己がすべて彼女の中におさめられ、ロヴィーウースはホッと息を吐いた。動きを止める。

「……ロ、ヴィー」
「ユーウィア……大丈夫か?」

吐息のような問いに、ユーウィアは小さく頷いた。破瓜の痛みを散らせるようにロヴィーウースは彼女の体の至る部分をなで始める。
そして彼女の呼吸が整い出すと、彼はまたゆっくりと、動き出した。

「あぁ……」

眉根をしかめるユーウィアの、熱い息がロヴィーウースの耳に掛かる。それがまたたまらなくて、腰の動きが早まった。

「んっ、ひゃ……は、う、ロヴィー、ロヴィー……ッ」

次第に腰の動きが早まっていくにつれ、ユーウィアはロヴィーウースに強くしがみ付き、より密着していく。
ぐちゅ、ずっちゅという水音。お互いの肉のぶつかり合う乾いた音。消えていく理性。獣の本能が表出していく。

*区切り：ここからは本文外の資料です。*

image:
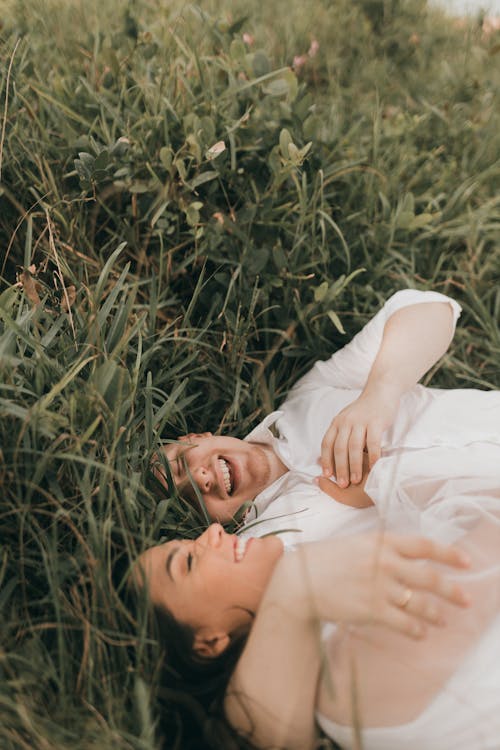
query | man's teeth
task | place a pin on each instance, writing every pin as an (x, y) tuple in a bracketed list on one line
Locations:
[(239, 549), (226, 475)]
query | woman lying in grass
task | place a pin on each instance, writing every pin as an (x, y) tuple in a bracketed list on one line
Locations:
[(409, 661)]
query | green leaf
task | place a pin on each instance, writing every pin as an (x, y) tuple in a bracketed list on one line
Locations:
[(336, 321), (321, 291)]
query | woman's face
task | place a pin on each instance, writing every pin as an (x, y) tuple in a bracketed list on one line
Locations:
[(213, 583)]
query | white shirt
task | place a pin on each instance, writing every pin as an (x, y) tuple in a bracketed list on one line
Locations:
[(427, 418)]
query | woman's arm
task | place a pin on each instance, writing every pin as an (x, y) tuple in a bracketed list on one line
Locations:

「あっ、あぁっん、ロヴィー、も、っだめえ……ロヴィー、んっんっあぁっ」

もはやなんの遠慮もなくロヴィーはユーウィアを攻め立てる。激しすぎる動きにユーウィアの絶頂も、ロヴィーのそれもまた近い。

「ユーウィア、っは、……っ」
「だめ、ひ、くっ……いぃ、っちゃう、もう、ロヴィー、あっ……は、あぁぁっ……!」

ユーウィアの秘部がきつくしまる。イったのだと分かったのと、きついそのしまりに目の前がくらんだ。

「ユ、ウィア……!」
「あぁっぁぁぁ……」

どくどくん、という衝撃。己の欲望をユーウィアの中に吐き出す。
後悔と、達成感がないまぜになりロヴィーウースは複雑な気持ちになるが、それ以上に今はユーウィアへの愛おしさが勝っていた。

――長い間夢見つづけたこの状況。けれどそれはロヴィーウースにとって、見てはいけない夢だった。